Preserving a building is recycling on the largest scale.

The first step to sustainability is preservation. As we step forward into the age of megacities, issues of inclusion, sustainability, and efficiency come to the front of the conversation about the future of growth.

A study from the University of Toronto recently compared the resource use of global megacities, and the findings confirmed the common premise that density increases efficiency. But New York City proved to be the exception; with more electricity used than Tokyo (12 million more population), more water used than Guangzhou (80% of world textile production), and three times more solid waste than Mexico City or Tokyo produced in 2011. In fact, according to the study New York City is so inefficient that it offers no advantages over living in a smaller city.

[Editors note: New York’s measurements in the megacity study were taken at a wider scope than many other cities — Los Angeles, for example, apparently measured only LA County, while New York’s data included the city’s entire commuter-radius, far beyond the five boroughs and deep into suburban counties. City Atlas partner CUNY Institute for Sustainable Cities provided New York’s data, and has been doing follow-up comparisons for better metrics and apples-to-apples matches between cities. Toyko’s efficiency advantage does seem to be consistent; it’s a vast city, but has lower car use and smaller apartments and homes.]

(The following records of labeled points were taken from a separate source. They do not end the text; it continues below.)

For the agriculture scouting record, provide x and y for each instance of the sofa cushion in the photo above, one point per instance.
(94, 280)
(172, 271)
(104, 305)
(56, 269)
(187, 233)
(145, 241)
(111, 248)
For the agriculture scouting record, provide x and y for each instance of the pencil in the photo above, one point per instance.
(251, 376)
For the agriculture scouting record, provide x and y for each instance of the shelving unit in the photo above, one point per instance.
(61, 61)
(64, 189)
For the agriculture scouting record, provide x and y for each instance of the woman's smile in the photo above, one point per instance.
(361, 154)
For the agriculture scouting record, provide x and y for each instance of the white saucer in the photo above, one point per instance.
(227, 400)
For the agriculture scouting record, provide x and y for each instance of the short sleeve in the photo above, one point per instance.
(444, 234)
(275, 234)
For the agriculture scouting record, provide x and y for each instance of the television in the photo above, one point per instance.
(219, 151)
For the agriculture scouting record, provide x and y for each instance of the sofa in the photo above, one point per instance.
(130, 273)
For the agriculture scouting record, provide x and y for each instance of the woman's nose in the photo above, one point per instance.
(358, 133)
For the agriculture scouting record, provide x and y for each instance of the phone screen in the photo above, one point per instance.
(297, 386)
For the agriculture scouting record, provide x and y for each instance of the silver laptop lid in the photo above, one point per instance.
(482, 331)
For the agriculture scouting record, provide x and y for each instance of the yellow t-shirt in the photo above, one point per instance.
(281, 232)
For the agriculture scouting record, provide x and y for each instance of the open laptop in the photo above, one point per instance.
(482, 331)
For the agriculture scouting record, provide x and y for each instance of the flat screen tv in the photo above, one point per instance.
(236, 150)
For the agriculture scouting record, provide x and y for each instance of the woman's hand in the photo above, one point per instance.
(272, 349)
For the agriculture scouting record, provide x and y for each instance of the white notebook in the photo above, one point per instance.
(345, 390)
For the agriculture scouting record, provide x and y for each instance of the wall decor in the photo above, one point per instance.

Preserving a building is recycling on the largest scale humans can achieve. A historic designation is, in a sense, a recycling of culture. The reuse or retrofitting of an old building is the recycling of energy. When you consider the amount of energy and materials it takes to build a new building, even a “green” building, it is almost always less efficient than retrofitting an older building. This depends on the building but many older buildings are constructed of denser materials. These brick and stone buildings are excellent at storing heat, which in the right climate leads to cooler days and warmer nights. The right climate tends to be on the warmer side, which if everything goes as predicted with climate change should be a large proportion of the USA. In these circumstances retrofitting makes sense.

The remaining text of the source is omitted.